Die Stadt des Nichts
Auf der Suche nach den Ursachen für meine immer wiederkehrenden Reisen in das Reich des absoluten Nihilismus.
Auf dem Weg dorthin, der Weg ist gepflastert mit Bildern vergangener Tage, vergangener Leben und Momente. Neben mir fliegt ein Nachtfalter entlang und erzählt mir, meine Erwartungen an das Wesen des Menschen seien zu hoch, doch wenn ich davon ablassen würde, könnte ich umdrehen, noch bevor ich die Tore erreiche. Und leben.
Doch der Falter ist zu spät gekommen, seine Worte waren zu leise um die Reise zu diesem Zeitpunkt zu beeinflussen.
Vor den Toren; die Stadt ist gewachsen. Sie beherbergt nicht nur das Nichts, sondern noch etwas bedrohlicheres. Etwas, was viel realer ist, als die Gespenster die mir mit ausdruckslosen Gesichtern zuwinken. Eine Enttäuschung, ein Leiden, eine nicht zu bändigende Wut.
Ist es denn zu viel verlangt, Leiden zu minimieren?
Ist es zu viel verlangt, zu leben, ohne andere dafür sterben zu lassen?
Ist es zu viel verlangt, nicht ein Wegbereiter der Zerstörung zu sein?
Die Tore haben sich hinter mir geschlossen, schon sind sie nicht mehr zu sehen.
Hier ist es nicht dunkel, keine Farbe trübt meinen Blick.
Im Gegenteil.
Die Stadt des Nichts bedient sich dir. Sie nimmt dir alles was du bist.
Deine Hoffnungen. Deine Ängste. Deine Freunde. Deine Feinde.
Ohne sie bist du nichts, erst mit ihr wird dir klar, dass du nichts bist.

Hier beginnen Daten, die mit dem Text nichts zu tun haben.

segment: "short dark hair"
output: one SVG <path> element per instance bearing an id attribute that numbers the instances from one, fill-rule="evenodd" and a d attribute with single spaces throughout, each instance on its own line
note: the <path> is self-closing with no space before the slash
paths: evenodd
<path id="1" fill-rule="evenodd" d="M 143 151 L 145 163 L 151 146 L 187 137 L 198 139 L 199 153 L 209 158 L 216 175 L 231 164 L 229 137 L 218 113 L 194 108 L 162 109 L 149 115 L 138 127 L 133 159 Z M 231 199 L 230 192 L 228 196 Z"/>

Doch auch mir kann die Stadt etwas zurückgeben, auch wenn sie Nichts ist.
Die Abwesenheit von jeglicher Menschlichkeit erlaubt es jedem Besucher der Stadt, den unterirdischen Elfenbeinturm zu betreten, der er verlangt sich seiner sterblichen Hülle zu entledigen.

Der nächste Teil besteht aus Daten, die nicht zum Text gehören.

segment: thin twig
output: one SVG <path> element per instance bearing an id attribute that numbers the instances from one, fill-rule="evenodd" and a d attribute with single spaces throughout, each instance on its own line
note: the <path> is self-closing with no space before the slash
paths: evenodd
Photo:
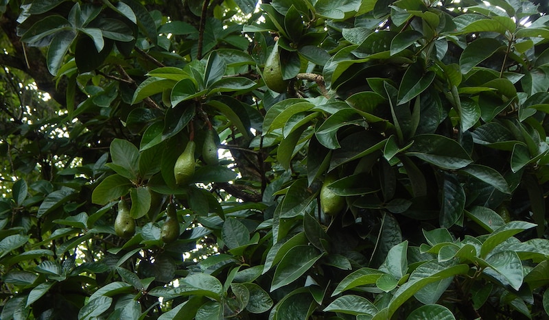
<path id="1" fill-rule="evenodd" d="M 126 84 L 135 84 L 135 82 L 132 81 L 127 80 L 126 79 L 122 79 L 121 77 L 115 77 L 114 75 L 107 75 L 106 73 L 104 73 L 101 71 L 97 71 L 97 73 L 102 75 L 103 77 L 105 77 L 107 79 L 110 79 L 111 80 L 115 80 L 120 82 L 124 82 Z"/>
<path id="2" fill-rule="evenodd" d="M 208 10 L 208 5 L 210 0 L 205 0 L 202 5 L 202 14 L 200 14 L 200 27 L 198 29 L 198 48 L 196 53 L 196 58 L 202 59 L 202 49 L 204 45 L 204 29 L 206 28 L 206 15 Z"/>
<path id="3" fill-rule="evenodd" d="M 154 57 L 150 55 L 149 53 L 147 53 L 146 52 L 143 51 L 137 47 L 135 47 L 135 51 L 137 51 L 140 55 L 143 56 L 145 59 L 154 63 L 156 66 L 160 66 L 161 68 L 163 66 L 166 66 L 162 62 L 155 59 Z"/>
<path id="4" fill-rule="evenodd" d="M 249 149 L 242 148 L 240 147 L 237 147 L 231 145 L 220 145 L 219 147 L 220 149 L 226 149 L 228 150 L 236 150 L 239 151 L 249 152 L 250 153 L 254 153 L 254 154 L 259 153 L 259 152 L 255 151 L 253 150 L 250 150 Z"/>
<path id="5" fill-rule="evenodd" d="M 124 77 L 126 81 L 128 81 L 130 85 L 134 86 L 134 88 L 137 88 L 137 84 L 135 82 L 135 80 L 134 80 L 131 77 L 130 77 L 130 75 L 128 75 L 128 73 L 126 72 L 126 70 L 124 70 L 122 66 L 117 64 L 116 69 L 120 73 L 120 75 Z M 146 98 L 143 99 L 143 101 L 149 107 L 162 110 L 162 108 L 160 106 L 159 106 L 156 102 L 154 102 L 154 100 L 150 99 L 150 97 L 147 97 Z"/>
<path id="6" fill-rule="evenodd" d="M 296 77 L 299 80 L 309 80 L 316 82 L 316 85 L 320 89 L 320 93 L 324 97 L 329 99 L 328 91 L 326 90 L 326 84 L 324 82 L 324 77 L 316 73 L 298 73 Z"/>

Was sind wir ohne sie? Was können wir ohne sie sein?
Jedes mal, wenn ich aus der Stadt des Nichts in die Welt zurück kehre, die Tore hinter mir schließe, und in beruhigender wie auch trauriger Weise feststelle, dass ich bald zu ihr zurück kehren werde, bin ich reicher als bei meinem vorherigen Besuch.
Mit jedem Besuch werde ich weiser, erkenne immer besser, was der Mensch wirklich ist.
So schwermütig dein Besuch auch sein wird, so viel wird er dich lehren. Und auch du weißt, dass du ohne die Stadt des Nichts – ohne die Anwesenheit jeglicher Menschen – nicht mehr atmen könntest.
Da steh' ich jetzt, auf den Hügeln des Landes welches mir so fremd ist, und verstehe endlich, dass mein Leben nur durch meinen Tot lebenswert wird. Nicht im Sinne, dass ich meine Zeit nutzen wollen würde; doch ohne die Erkenntnis, dass es einen Ausweg aus dieser Hölle gibt, würde ich genau diesen augenblicklich wählen, ohne zu wissen, dass er überhaupt existiert.
Oh, was würden wir nur tun, könnten wir uns dieser Schande nicht auch nur für einige Sekunden entledigen, uns befreien von dem Wesen unsers Seins. Könnten wir überhaupt leben ohne zu sterben?